Another important figure of the Hellenistic period is Archimedes, who lived in the third century BC. His work on hydrostatics and on the mechanics of pulleys and levers represent a major advance from the discussions of Aristotle. From Heron’s Mechanica, a book mainly about mechanical toys written in the first century AD, and other sources, Russo weaves a picture of amazing mechanical and hydraulic engineering achievements in the intervening period. Given the many Roman efforts in hydraulic engineering, these achievements are certainly possible, but I would have expected there to be more archaeological artefacts to support this picture, if it were true.

So some elements of Russo’s thesis are not implausible. Others more expert than I will have to comment on how impressive the medical and biological achievements of Herophilus (born c.320 BC) are likely to have been, given that we mainly depend on the reports of the Roman writer Galen four centuries later. What is grating about this book, however, is the need for Russo to denigrate the work of Aristotle and other classical writers, and to belittle the achievements of Roman engineering and Renaissance science, at the altar of glorification of the presumed Alexandrian heyday (see “Was Aristotle the first physicist?”).

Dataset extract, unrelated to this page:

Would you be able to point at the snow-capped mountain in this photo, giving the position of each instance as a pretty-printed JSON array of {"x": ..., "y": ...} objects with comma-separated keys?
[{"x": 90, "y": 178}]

When we read Galileo and Newton, we find a new and modern approach to understanding the universe that is absent from anything surviving from the Greek world. Galileo describes his experiments and observations in detail so that anyone can repeat them. Newton gives the full mathematical basis for his theories so that anyone can check the calculations and apply them to other problems. If Newton were influenced by any of the ancient Greeks it was Aristotle, as Russo admits rather perplexedly given that elsewhere he has characterized Aristotle’s work as pretty worthless.

The Forgotten Revolution is full of fascinating detail, and the reconstruction of lost work is ingenious. But caveat emptor. What should have been a splendid hymn to Alexandrian achievement is undermined by the author’s excessive claims of its influence on Renaissance science, and by his underestimation of the importance of the seeds sown by Aristotle and others in the classical period.